Evaluate Performance of Accelerated Deep Learning Function
This example shows how to evaluate the performance gains of using an accelerated function.
When using the dlfeval function in a custom training loop, the software traces each input dlarray object of the model loss function to determine the computation graph used for automatic differentiation. This tracing process can take some time and can spend time recomputing the same trace. By optimizing, caching, and reusing the traces, you can speed up gradient computation in deep learning functions. You can also optimize, cache, and reuse traces to accelerate other deep learning functions that do not require automatic differentiation, for example you can also accelerate model functions and functions used for prediction.
To speed up calls to deep learning functions, use the dlaccelerate function to create an AcceleratedFunction object that automatically optimizes, caches, and reuses the traces. You can use the dlaccelerate function to accelerate model functions and model loss functions directly, or to accelerate subfunctions used by these functions. The performance gains are most noticeable for deeper networks and training loops with many epochs and iterations.

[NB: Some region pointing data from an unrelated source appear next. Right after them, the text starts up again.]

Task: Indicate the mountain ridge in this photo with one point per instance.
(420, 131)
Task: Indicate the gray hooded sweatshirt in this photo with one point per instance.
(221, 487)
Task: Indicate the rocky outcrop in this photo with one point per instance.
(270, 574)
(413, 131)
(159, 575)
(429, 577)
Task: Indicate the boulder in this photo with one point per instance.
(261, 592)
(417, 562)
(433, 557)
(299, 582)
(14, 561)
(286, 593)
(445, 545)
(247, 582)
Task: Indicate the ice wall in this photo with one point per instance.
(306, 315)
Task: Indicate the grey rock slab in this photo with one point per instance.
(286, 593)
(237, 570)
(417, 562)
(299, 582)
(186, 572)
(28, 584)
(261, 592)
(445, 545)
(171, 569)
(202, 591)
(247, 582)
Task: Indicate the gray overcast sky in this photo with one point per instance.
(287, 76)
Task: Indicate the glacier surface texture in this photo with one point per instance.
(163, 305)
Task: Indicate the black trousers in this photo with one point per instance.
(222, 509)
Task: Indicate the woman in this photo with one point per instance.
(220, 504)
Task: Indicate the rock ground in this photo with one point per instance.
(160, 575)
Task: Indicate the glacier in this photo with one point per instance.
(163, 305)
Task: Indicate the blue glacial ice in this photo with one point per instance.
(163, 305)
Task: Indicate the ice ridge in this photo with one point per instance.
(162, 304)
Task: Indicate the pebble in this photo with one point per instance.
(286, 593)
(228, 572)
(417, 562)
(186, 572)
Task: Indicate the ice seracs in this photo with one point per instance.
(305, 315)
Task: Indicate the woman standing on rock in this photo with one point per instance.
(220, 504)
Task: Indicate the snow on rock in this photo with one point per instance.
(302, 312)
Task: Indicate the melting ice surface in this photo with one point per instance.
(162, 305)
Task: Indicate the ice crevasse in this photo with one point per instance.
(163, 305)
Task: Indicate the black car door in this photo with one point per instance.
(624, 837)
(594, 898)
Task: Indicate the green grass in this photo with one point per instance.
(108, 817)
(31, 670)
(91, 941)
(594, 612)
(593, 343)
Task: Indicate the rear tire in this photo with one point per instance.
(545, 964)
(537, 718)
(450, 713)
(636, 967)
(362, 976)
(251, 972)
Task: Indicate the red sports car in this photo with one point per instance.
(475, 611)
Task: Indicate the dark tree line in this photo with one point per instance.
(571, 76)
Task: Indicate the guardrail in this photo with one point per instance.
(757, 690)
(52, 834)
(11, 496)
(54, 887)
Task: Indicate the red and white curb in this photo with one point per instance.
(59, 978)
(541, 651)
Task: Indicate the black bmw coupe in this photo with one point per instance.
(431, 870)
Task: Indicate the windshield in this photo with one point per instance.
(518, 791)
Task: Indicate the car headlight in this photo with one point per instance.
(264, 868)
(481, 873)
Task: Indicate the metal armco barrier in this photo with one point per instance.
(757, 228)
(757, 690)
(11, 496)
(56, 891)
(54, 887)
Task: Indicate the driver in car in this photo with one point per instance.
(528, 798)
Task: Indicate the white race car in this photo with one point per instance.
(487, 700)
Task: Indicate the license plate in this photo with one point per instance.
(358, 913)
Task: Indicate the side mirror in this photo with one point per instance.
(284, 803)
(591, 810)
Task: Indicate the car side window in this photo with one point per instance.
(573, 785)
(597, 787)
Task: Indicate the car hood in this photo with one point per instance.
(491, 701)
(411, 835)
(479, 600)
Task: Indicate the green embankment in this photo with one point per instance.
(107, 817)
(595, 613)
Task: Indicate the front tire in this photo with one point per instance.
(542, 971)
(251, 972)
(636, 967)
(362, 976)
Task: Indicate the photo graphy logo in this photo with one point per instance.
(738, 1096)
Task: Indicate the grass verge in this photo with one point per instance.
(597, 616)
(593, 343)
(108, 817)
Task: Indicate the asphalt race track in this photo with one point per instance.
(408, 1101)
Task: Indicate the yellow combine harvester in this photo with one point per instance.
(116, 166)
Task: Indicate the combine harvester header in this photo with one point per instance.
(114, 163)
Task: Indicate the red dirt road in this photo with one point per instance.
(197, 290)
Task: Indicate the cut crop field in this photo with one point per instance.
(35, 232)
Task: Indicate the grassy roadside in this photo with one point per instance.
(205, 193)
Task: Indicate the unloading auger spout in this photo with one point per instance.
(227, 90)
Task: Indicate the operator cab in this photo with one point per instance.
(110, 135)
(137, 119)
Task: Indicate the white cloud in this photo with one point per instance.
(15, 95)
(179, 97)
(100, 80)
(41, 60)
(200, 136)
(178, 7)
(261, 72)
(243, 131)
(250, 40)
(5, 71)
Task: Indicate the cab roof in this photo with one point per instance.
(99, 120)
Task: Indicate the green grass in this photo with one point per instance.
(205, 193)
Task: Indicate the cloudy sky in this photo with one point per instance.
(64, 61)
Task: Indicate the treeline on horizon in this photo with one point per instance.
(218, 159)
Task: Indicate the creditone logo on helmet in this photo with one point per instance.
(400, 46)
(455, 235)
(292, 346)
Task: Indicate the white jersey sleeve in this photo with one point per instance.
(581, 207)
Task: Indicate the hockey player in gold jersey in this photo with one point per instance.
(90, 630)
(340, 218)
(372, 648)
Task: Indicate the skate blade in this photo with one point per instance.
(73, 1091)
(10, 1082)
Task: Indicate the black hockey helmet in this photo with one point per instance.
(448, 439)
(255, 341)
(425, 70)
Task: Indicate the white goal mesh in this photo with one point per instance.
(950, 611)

The returned AcceleratedFunction object caches the traces of calls to the underlying function and reuses the cached result when the same input pattern reoccurs. 
Try using dlaccelerate for function calls that:
- are long-running 
- have - dlarrayobject, structures of- dlarrayobjects, or- dlnetworkobjects as inputs
- do not have side effects like writing to files or displaying output 
This example compares training and prediction times when using and not using acceleration.
Load Training and Test Data
The digitTrain4DArrayData function loads the images, their digit labels, and their angles of rotation from the vertical. Create arrayDatastore objects for the images, labels, and angles, and then use the combine function to make a single datastore that contains all of the training data. Extract the class names and number of nondiscrete responses.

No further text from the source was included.